Because of this scenario, the Cuatroochenta Chair and the Mémora Foundation have signed an agreement to cooperate in the study and implementation of initiatives to improve the end-of-life process, especially for the elderly in a situation of unwanted loneliness. The Foundation's vision is to help people in the end-of-life process. To this end, it carries out awareness-raising, research and innovation, training and social action to achieve a positive impact on society.
Serena: a conversational robot to detect loneliness
Serena is one of the projects promoted by the Chair that will benefit from this agreement. It consists of the development of a conversational robot capable of communicating with a person through a natural interface such as speech. Based on the answers given by the elderly person in the conversation, Serena estimates whether he/she is at risk of suffering from unwanted loneliness. In order for Serena to detect speech patterns that indicate that a person is lonely, the researchers apply artificial intelligence and natural language processing (NLP) techniques.
Technological solutions to improve the well-being of the elderly.
In September 2021, the Serena project became part of the initiatives framed within the Observatory of Cities that Care, the starting point of the collaboration between the Chair and the Foundation. In 2019, together with the La Caixa Foundation, Mémora created the Observatory of Cities that Care. Thanks to this project, they have built a meeting space for the different initiatives that are carried out to involve society actively in the end-of-life process.
The ageing of the population, the increase in life expectancy and the greater number of single-person households are creating a new panorama. This is the first time in history that four generations are living together. This implies the appearance of new needs on the part of the population. In this scenario, the collaboration between the Chair and the Foundation is a commitment to adapt to the needs of a population reaching older ages. The interest of both parts is to contribute to improving the health and quality of life of the population. This cooperation will promote projects where technologies help to meet the needs of the elderly and improve their well-being, avoiding, as far as possible, death in solitude.
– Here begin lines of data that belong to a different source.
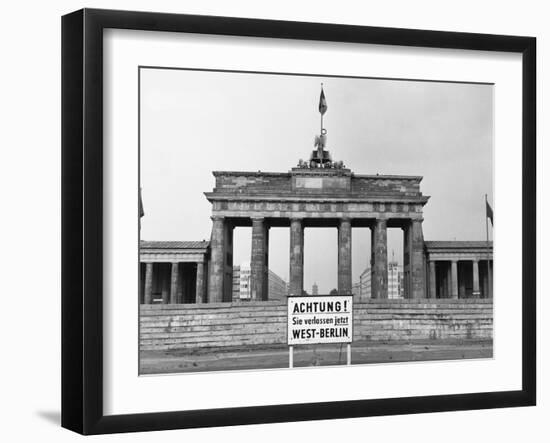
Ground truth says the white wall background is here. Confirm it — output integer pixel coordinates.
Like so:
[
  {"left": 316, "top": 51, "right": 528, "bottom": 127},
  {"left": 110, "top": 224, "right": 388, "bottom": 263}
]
[{"left": 0, "top": 0, "right": 550, "bottom": 443}]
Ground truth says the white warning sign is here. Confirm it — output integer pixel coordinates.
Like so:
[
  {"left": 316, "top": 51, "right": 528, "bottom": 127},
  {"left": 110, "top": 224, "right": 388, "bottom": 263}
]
[{"left": 287, "top": 295, "right": 353, "bottom": 345}]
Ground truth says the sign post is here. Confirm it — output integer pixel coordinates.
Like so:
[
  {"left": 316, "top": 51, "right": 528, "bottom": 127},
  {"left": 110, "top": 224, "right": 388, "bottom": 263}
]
[{"left": 287, "top": 295, "right": 353, "bottom": 368}]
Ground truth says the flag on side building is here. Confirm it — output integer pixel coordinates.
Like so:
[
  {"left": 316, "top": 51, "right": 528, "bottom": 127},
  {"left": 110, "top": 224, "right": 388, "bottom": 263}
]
[{"left": 485, "top": 200, "right": 493, "bottom": 226}]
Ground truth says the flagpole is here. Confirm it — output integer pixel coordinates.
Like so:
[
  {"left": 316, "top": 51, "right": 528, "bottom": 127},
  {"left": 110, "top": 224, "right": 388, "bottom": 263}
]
[
  {"left": 485, "top": 194, "right": 491, "bottom": 298},
  {"left": 320, "top": 83, "right": 323, "bottom": 135}
]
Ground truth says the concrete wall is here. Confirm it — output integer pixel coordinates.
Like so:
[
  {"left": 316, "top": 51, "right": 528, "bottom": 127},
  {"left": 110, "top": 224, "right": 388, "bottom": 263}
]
[{"left": 140, "top": 299, "right": 493, "bottom": 350}]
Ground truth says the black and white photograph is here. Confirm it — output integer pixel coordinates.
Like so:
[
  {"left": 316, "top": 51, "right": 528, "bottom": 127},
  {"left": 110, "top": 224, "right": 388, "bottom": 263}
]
[{"left": 136, "top": 66, "right": 499, "bottom": 375}]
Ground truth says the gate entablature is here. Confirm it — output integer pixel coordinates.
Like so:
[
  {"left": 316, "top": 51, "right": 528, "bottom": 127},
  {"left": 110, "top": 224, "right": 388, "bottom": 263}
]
[{"left": 205, "top": 168, "right": 429, "bottom": 220}]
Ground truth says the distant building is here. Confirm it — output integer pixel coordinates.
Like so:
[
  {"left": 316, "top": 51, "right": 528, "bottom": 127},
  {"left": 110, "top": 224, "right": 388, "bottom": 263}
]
[
  {"left": 356, "top": 261, "right": 404, "bottom": 299},
  {"left": 388, "top": 261, "right": 404, "bottom": 298},
  {"left": 351, "top": 282, "right": 361, "bottom": 299},
  {"left": 268, "top": 269, "right": 288, "bottom": 300},
  {"left": 233, "top": 262, "right": 288, "bottom": 301},
  {"left": 359, "top": 268, "right": 371, "bottom": 299}
]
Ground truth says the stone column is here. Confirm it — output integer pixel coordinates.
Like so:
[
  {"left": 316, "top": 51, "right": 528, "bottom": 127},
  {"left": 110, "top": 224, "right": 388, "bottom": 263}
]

In a recent interview with À Punt Ràdio, the directors of the Chair, Óscar Belmonte and Antonio Caballer, reflected on new technologies and their role in the problem of unwanted loneliness. Belmonte stressed that the development of technological solutions, such as Serena, can become "a support to facilitate the work of healthcare personnel". For his part, Caballer recalled that "with the pandemic, we have seen how the elderly have turned to technology to communicate with their families". He pointed out that research is being carried out into the protective role of technologies in the mental health of the elderly.